天正11年(1583年)に入ると、一気に時代が動き始めます。

同年4月に起きた【賤ヶ岳の戦い】で秀吉が、柴田勝家を相手に勝利を治めたのです。

これにより秀吉による織田家の掌握が確定し、半年後の10月に毛利は、小早川元総(小早川隆景の養子)と吉川広家(吉川元春の子)を秀吉のもとへ送りました。ただし広家は早々に戻されています。

そして天正12年(1584年)、毛利輝元と小早川隆景に朱印状がくだされました。

中国地方支配がようやく認められたのです。

かくして【四国攻め】や【九州攻め】では、毛利が先頭に立ち、活躍を見せることとなりました。

秀吉には、明への出兵構想があったとされます。

その折には西国大名を先陣として動員したい。言うまでもなく毛利はその筆頭。滅ぼす相手ではなく、重要な味方である――として西国征伐においても毛利の意見を聞き入れました。

実際、甥である秀秋を小早川家に養子として入れ、当主にするといった関係も結び、豊臣政権として毛利を重視。

文禄4年(1595年)に【五大老】の一人として毛利輝元が指名されたのは当然のことでした。

しかし……。

 

秀吉の死後 迷う輝元

慶長3年(1598年)に豊臣秀吉が亡くなると、毛利輝元は不明瞭な動きを繰り返します。

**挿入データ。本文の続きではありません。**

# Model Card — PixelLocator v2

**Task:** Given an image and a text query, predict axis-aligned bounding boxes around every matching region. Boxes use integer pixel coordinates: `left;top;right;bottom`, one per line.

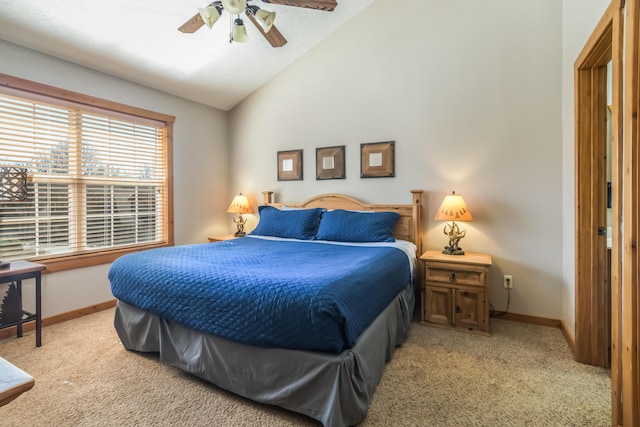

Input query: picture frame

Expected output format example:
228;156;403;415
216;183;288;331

360;141;395;178
316;145;345;180
278;150;303;181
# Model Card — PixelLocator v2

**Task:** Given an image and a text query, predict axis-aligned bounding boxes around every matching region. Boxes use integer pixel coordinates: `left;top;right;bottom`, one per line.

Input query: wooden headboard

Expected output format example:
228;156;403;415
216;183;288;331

262;190;423;256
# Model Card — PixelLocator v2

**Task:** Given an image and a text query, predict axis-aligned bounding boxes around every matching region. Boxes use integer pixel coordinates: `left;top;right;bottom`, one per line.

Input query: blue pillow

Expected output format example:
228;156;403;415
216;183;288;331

316;209;400;243
249;206;323;240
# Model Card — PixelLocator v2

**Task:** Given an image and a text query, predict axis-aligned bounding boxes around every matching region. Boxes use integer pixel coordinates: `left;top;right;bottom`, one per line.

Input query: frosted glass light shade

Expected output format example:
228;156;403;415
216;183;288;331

254;9;276;33
229;18;249;43
198;6;220;28
222;0;247;15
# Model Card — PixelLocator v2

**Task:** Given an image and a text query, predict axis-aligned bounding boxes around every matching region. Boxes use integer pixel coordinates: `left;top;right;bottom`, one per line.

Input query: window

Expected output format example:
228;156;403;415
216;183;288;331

0;74;174;271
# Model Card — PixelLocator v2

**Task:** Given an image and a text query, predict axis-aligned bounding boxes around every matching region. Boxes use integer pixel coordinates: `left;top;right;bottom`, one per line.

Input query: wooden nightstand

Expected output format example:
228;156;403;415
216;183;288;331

420;251;491;335
207;234;237;242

敢えてそうしていたというより、豊臣政権の行方を巡って連続する急展開に対処できず、焦っているかのような印象。

なんとか三成と、それに反対する連中を押さえつけねば――残された書状からは、そんな焦燥感が伝わってくるのです。

しかも輝元は、家康と義兄弟の契りも交わしました。

煮え切らぬ態度のままの輝元には、頭痛の種がありました。

長年男子がいない輝元は、従兄弟の毛利秀元を養子にしていたところ、文禄4年(1595年)、念願の男児(のちの毛利秀就)が生まれてしまったのです。

こうなると、秀吉に可愛がられていた秀元が邪魔になってくる。秀元を押し除ける裁定を、どうにかして石田三成から引き出せないものか。

と、そんな思惑を込め、秀吉の死後、三成に接近しているとも思える状況にあったのです。

ただでさえ味方が少ない三成にとって、毛利輝元は非常に有効な駒。

如何にして今後の展開を迎えるか、考えていたであろう時期に、思いもよらぬ事件が起きてしまいます。

【石田三成襲撃事件】です。輝元としてもこれには弱りました。

そして慶長4年(1599年)閏3月、伏見城に家康が乗り込んでくると、こんな態度をとります。

「われら共に、秀頼公を疎かにせぬと誓おうではありませぬか」

東西両方に目配せするといえば深慮遠謀のようで、煮え切らぬ優柔不断とも言える。

天下の趨勢は刻一刻と変化しているのに大国の主君としてどうなのか。

慶長5年(1600年)、【五大老】の一人・上杉景勝を討伐すべく徳川家康が会津へ向かうと、このとき輝元は広島に戻り、祖父元就の三十三回忌を行っています。

このときは、ぬかりなく九州北部情勢へ手を伸ばしていました。

九州には、大友義統という失地回復を狙う勢力があります。そこに介入する機会を狙っていたのです。

そして慶長5年(1600年)7月19日、家康の背中をつき、【五奉行】の一人である石田三成が挙兵しました。

三成は、西軍総大将を輝元にしたいと恵瓊に打診。

これに応じて大坂城へ入ります。

一方の家康もすぐさま手を打ってきました。毛利一門の吉川広家と親しい黒田長政を用いて、東軍に味方するよう接触させていたのです。

長政と語り合う吉川広家は、三成に味方をする賭けは危険であると悟りました。

そこで恵瓊に唆されたというシナリオを組み立て、家康にこう弁明していたのです。

「わが主・輝元は、石田三成の挙兵計画に賛意は示しておりません。安国寺恵瓊めの企みにすぎぬこと……」

広家は工作を進めます。

本多忠勝井伊直政は、毛利の本領安堵の誓書を送ってきます。

東軍についた将たちも、それに賛同する書状を届けてきており、家康の策は順調に進んでいました。